Come April, as the lengthening day began to utterly banish the night, those travels took me to the Northwest Alaska village of Point Hope for a three month stay. There, I ventured out onto the very edge of the shorefast ice of the Chukchi Sea with Iñupiat Eskimo whale hunters. Even there, in the tents of the hunters, the kitten returned to haunt my dreams.

I stayed three months and then, finally, it was time for me to return to Wasilla, to my wife and children. On the night of July 2, I spent my final night in Point Hope, not in a tent but a construction camp turned village hotel. Even then and there that kitten came. I was greatly disturbed, for I, Grahamn Kracker, Alaska bush pilot and photographer of whales and hunters, was not a man to be wasting valuable dream time upon a kitten. If I had to dream about a kitten, then I should at least dream that I was scolding it, shooing it away, kicking dirt at it. Certainly, in no dream should I have been charmed by it - yet I was charmed.

Disturbed, I awoke from the dream for the final time. It was a bit past midnight. I sat up in bed, pushed back the curtain and looked outside to see the sun gliding low over the horizon directly to the north, over the broken ice that still floated in the Chukchi Sea.

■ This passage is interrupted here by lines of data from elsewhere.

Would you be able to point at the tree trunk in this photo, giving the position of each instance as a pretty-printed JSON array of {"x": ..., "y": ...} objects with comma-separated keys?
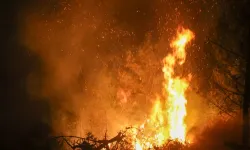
[{"x": 246, "y": 100}]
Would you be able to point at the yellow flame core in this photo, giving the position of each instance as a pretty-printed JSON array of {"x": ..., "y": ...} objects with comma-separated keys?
[
  {"x": 175, "y": 87},
  {"x": 168, "y": 124}
]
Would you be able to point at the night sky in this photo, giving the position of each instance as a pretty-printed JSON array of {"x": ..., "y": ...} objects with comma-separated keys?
[{"x": 25, "y": 49}]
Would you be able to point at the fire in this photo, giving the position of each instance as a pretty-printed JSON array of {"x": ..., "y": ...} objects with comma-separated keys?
[
  {"x": 175, "y": 87},
  {"x": 167, "y": 118}
]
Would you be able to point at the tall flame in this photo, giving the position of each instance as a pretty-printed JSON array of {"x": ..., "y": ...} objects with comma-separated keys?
[
  {"x": 168, "y": 124},
  {"x": 175, "y": 87}
]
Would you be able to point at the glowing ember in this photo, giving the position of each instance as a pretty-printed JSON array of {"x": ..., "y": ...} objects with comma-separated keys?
[
  {"x": 175, "y": 87},
  {"x": 168, "y": 124}
]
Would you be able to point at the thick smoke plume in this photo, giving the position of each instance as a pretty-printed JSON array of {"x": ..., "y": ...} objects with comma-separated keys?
[{"x": 101, "y": 60}]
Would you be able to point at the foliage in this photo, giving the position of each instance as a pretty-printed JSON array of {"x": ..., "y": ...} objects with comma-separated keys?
[
  {"x": 225, "y": 48},
  {"x": 121, "y": 141}
]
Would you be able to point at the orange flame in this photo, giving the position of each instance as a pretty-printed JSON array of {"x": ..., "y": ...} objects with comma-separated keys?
[
  {"x": 169, "y": 124},
  {"x": 175, "y": 87}
]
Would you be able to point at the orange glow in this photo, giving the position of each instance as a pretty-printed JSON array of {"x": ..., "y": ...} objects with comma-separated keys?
[
  {"x": 167, "y": 118},
  {"x": 175, "y": 87}
]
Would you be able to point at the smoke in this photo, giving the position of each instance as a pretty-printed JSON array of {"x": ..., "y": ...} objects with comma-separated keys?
[{"x": 84, "y": 46}]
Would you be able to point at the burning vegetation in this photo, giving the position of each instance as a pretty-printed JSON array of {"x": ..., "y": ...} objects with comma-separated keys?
[
  {"x": 154, "y": 80},
  {"x": 167, "y": 120}
]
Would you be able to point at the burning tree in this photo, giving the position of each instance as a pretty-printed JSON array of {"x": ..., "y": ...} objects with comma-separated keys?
[{"x": 165, "y": 126}]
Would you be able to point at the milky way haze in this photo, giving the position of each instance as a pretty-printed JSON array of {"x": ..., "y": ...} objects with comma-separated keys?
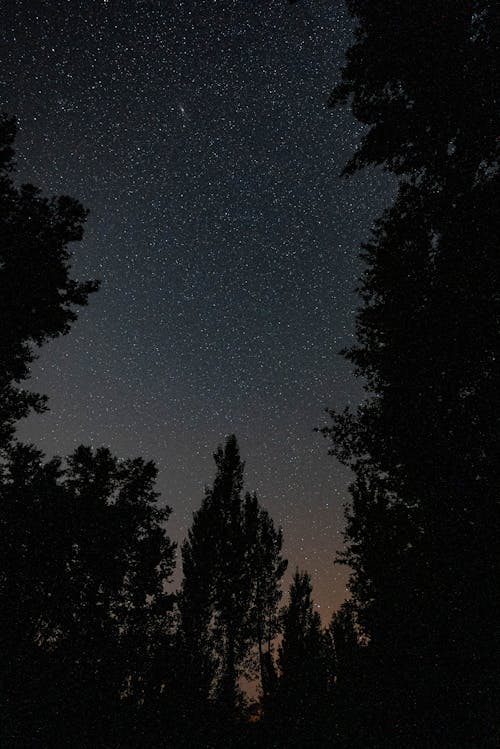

Come morning, I rose groggily and unrested from bed. I packed my gear, accepted a ride from the son of the whaling captain who had hosted me on the ice, and went to my airplane, which I called the Running Dog. As I did the preflight, I climbed atop the big, fat, bush-plane tires to inspect the top of the wings. I was both shocked and angered to see a series of holes poked through the aircraft fabric, each about one foot apart. The holes ran from one wingtip to the other. I wondered who would have done such a thing, and how. And then I saw, on one wing tip, a big pile of raven poop.

The vandal had left his signature. 

I pulled a roll of duct tape out of the airplane, patched the holes, climbed into the cockpit, fired up the engine, rolled onto the runway, shoved the throttle forward. The little airplane roared toward the sea, then lifted into the air over it. I turned to the southeast, flew low over the beach, wagged my wings at a group of friends who had gathered to wave goodbye, then climbed to 2000 feet and pointed the nose of the Dog in the direction that would take me home.

What I did not know was that I had pointed the dog at a kitten, a kitten that had taken shelter in the woods behind my Wasilla home.

I met this cat during that trip to Point Hope, but I was not thrilled. To illustrate how dense I was at that time in regards to cats, I will tell you that this cat lived with another, a Tortoise Shell. Yet, I did not photograph the Tortise Shell, even though I saw it many times when I had my cameras in hand.

I did not then believe a cat to be a worthy photo subject in and of itself. The only reason that I photographed this cat, Jets, is because he imposed itself upon the scene as I photographed the woman who, many years earlier, had rescued the kitten Jets from the Florida tide pool in which she found him drowning. 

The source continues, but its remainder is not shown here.